Fortunately, there appears to have been some recognition of the threatening nature of Assange’s indictment among media that has been relatively and even openly hostile to him. Outlets like the Washington Post, the New York Times, and even Rachel Maddow have cast this move as an assault on the free press. (Not so at the National Review, where Kevin Williamson suggests prosecuting journalists for such actions is in fact legitimate, a fitting summary of the supposedly “never Trump” mindset of the “mainstream” right.)
The response from left-wing elected officials has left something to be desired, by contrast.
Though it’s encouraging that presidential candidates like Bernie Sanders, Elizabeth Warren, and Tulsi Gabbard have spoken out against the indictment, as it stands, not a single one of the bold new left-wing political figures in Congress have: not Rashida Tlaib, not Ilhan Omar, not Alexandria Ocasio-Cortez.
Is there political risk here in upsetting a Democratic base that rabidly despises Assange for helping Trump in 2016? Undoubtedly. But that’s why progressives have always pointed out that the defense of an individual’s rights has nothing to do with who they are as a person. Even those of us who are deeply troubled and repulsed by the sexual assault allegations against him can still oppose Assange’s prosecution — just like you can argue against torturing a terrorist, or defend a felon’s right to vote even if they committed a horrific crime.

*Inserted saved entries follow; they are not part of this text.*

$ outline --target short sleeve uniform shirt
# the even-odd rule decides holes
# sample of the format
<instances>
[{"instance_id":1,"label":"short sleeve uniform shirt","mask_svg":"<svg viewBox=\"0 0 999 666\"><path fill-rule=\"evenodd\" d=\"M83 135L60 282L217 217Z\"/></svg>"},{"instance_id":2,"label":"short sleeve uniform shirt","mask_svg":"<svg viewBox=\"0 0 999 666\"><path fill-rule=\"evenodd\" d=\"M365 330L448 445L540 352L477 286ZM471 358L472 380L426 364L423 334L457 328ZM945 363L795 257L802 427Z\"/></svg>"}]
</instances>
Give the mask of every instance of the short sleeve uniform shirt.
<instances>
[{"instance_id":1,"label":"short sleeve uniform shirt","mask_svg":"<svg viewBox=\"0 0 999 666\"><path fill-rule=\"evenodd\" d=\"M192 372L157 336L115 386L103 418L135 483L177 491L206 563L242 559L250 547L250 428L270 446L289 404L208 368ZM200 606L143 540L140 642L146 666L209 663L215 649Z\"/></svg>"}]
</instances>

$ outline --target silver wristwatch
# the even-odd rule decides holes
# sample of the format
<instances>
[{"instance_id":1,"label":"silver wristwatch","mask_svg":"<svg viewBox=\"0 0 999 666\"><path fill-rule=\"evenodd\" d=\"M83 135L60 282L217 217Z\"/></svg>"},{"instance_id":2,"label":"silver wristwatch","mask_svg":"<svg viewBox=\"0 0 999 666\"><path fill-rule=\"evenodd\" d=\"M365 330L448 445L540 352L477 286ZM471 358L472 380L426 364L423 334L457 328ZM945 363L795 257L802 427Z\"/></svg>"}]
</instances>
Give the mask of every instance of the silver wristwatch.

The public must understand that the Assange prosecution is not about Assange, but about the Trump administration’s authoritarian inclinations and hostility to the press. This is precisely the point that Sanders and Warren have made, along with Ron Wyden, a conventional, middle-of-the-road Democrat who is nonetheless a respected voice on these issues. Other left-of-center lawmakers should follow their lead, particularly those seen as part of the “Sanders-Warren wing of the party.”
People have feared a dangerous attack on the First Amendment from Trump since before he was inaugurated. Well, this is it. For three straight years we’ve been hearing about the “Resistance.” Now’s the time to actually resist.